My heart broke for her.
“She lost it…as we all would. She laid on top of Cat and just sobbed.” Tears started to well up in my eyes, as the girls began to cry. To loose your horse is like loosing a piece of your spirit.
I’m so very sorry…I will go over in a few minutes, let me put Perdu in her stall.” I walked my dark bay mare into her stall. She ate her grain as I put her halter up and as soon as she was finished she came over to the stall gate and stood. Unusual, she typically goes right to the hay after that. I walked in and stood with her, she closed her eyes, I closed mine and we stood there forehead to forehead, grateful that we still had each other. She had known Cat was gone before I did.
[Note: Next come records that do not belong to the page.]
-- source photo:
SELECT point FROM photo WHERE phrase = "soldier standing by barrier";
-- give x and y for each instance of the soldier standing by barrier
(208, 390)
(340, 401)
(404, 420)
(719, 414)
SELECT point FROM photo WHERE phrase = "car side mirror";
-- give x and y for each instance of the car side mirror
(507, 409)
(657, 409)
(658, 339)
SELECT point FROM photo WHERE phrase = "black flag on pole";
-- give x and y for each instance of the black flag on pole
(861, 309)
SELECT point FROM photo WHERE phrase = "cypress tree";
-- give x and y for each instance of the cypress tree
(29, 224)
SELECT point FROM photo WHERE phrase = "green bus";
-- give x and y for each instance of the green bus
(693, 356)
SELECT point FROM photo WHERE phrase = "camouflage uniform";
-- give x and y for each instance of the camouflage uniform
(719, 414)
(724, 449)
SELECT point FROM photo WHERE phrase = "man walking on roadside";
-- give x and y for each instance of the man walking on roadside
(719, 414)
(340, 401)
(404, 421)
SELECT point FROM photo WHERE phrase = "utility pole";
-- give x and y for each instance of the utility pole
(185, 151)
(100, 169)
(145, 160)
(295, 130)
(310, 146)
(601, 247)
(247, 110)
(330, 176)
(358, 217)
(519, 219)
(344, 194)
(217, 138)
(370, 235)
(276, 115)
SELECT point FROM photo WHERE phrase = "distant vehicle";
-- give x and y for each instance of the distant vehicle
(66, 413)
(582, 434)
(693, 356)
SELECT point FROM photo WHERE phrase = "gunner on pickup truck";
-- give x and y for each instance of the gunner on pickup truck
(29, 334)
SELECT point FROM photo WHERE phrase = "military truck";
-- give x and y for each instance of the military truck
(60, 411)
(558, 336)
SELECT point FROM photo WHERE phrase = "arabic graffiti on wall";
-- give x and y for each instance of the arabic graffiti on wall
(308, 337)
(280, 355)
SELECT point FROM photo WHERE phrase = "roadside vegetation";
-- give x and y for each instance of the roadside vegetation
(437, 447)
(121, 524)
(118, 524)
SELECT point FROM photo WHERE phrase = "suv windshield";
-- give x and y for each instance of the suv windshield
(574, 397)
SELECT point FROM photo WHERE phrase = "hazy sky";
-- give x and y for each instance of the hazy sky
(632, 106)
The connection between horse and rider is one that if one is lucky enough to experience in their lifetime is something bordering on divine love. This is the only way I can I explain it. My horse and I have been together through heartbreak, and we have broken each other’s heart a time or two, but we never leave each other. When I purchased her I made a promise that she would never be sold. I have kept that commitment.
I often think, what if we humans committed ourselves to each other like that. No matter what, we aren’t selling each other, we are in the for the long haul.
Somehow, we are able to forgive and forget the bucks, the spooks, the times she laid me flat out on my back eating the dust of the arena, the times she was so stubborn I threw my hands up in the air and left her in the middle of the pasture, the times she humbled me and made me cry, and made me curse in frustration and anger.
Then there are the times where we have flown together, where our spines have been so connected that my legs became hers and the wind whishing against my face was like feeling the breath of God on my cheeks, when the sunset was all purple and pink against the jump field and she carried me fast and excited, happy to be running free in the grass forward as we both enjoyed the evening. The times she nickers when I enter the barn and I greet her with a kiss on the nose. The time I sat under the locust tree reading as she grazed in the paddock and we shared each other’s space quietly enjoying the sounds of summer morning. It is a physical and spiritual connection that goes beyond words, as the Koran says, the saddle is a seat of prayers up to God.
My head on her head, I knew this horse was soul of my soul. It is the same connection I have with music, love without words.
All the horses in our barn hold a special place for each boarder. We grow close to all of them, as we women chat while cleaning stalls, or simply patting one on the neck as we walked by.
I left Perdu to walk up to say goodbye to Cat. Gabbi was gone, needing a walk alone in the woods. Cat’s beautiful bay legs lay out underneath the tarp. Her shoes shinning in the light. There were five of us, all tears streaming down our faces. I placed my hand on Cat’s leg, and silently prayed for Cat as she moved on her journey.
My heaven is part rolling pastures like the pastures at my barn. And there will be all the horses I have known and loved. I hope to see Cat, grazing in the tall grass.